Missouri football: One play vs. Bama proved Odom is wrong for Tigers job
I’ll admit it — this week, I planned on sitting down on Sunday morning and writing another scathing column about the Missouri Tigers and how the Alabama game was another dreadful sign for the program.
However, that’s not what I’m going to do. Were there bad moments in Saturday’s 39-10 loss to the No. 1 Crimson Tide? Of course, but there were a surprising amount of good moments, too.
Even after the Tide scored their first touchdown less than a minute into the game, and even after Mizzou QB Drew Lock tossed a head-scratching interception on the ensuing possession, the Tigers only trailed Alabama 13-10 after the first quarter.
The second quarter was awful, but then Mizzou only lost the third quarter 2-0 and the fourth quarter 7-0. The defense actually played pretty well, and the offense showed that it could move the ball against an elite defense like Alabama’s.
All in all, it wasn’t the worst effort, and the Tigers played better than expected — especially when you consider that they were without star wide receiver Emanuel Hall. Freshman WR Jalen Knox took another step forward, recording three catches for 61 yards and a touchdown.
Meanwhile, the defense had five tackles for a loss and did something that not many teams can do — forced a Tua Tagovailoa turnover (a first-quarter fumble).
However, none of this matters moving forward because of one huge factor working against the Tigers….
The elephant in the room
Is Barry Odom the right guy to lead this program into the future? Coaching the way he did on Saturday night, I’m not so sure.
The moment that caused me to bury my face in my hands happened with 6:01 left in the second quarter. The play before, Lock connected with running back Larry Rountree III for an 8-yard gain on a third-and-11 play, setting up fourth and 3 inside Alabama territory.
The Tigers trailed 27-10, on the road, against the No. 1 team in the country. Might as well go for it, right? Wrong. When Odom sent out the punting unit, he proved he’s not cut out for coaching in the SEC.
No one expected the Tigers to win Saturday night, so what sort of message do you send to your team when you punt in opposing territory while trailing by 17? It’s no surprise that the Tigers didn’t score again.
Did Odom learn his lesson from that awful decision, at least? Of course not. The very next possession, the Tigers faced fourth and 4 from their own 48, and once again, out trotted Corey Fatony and the punting unit.
After the first punt, it took the Tide only four plays to pass the point where the Tigers punted from. After the second punt, Alabama simply ran out the half — something the Tide might have done anyway if the Tigers went for it on fourth down and failed.
I understand that punting in those scenarios is sometimes the right decision.
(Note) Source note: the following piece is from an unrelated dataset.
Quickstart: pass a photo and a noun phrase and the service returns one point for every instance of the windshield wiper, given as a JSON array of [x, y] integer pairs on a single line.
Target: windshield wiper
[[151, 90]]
However, in a game where your team has zero expectations placed upon it, you have to show your players that you believe in them. Instead, Odom took the easy way out and played the field-position battle, and the Tigers fed off that lack of energy.
The Tigers have tough games remaining against Memphis, Florida, Tennessee and Kentucky. At 3-3, the Tigers need to win at least one of those games, and take care of business against Vanderbilt and Arkansas, to even reach bowl eligibility.
If Odom keeps coaching scared like he did on Saturday in Tuscaloosa, the Tigers could very well be sitting at home come bowl season.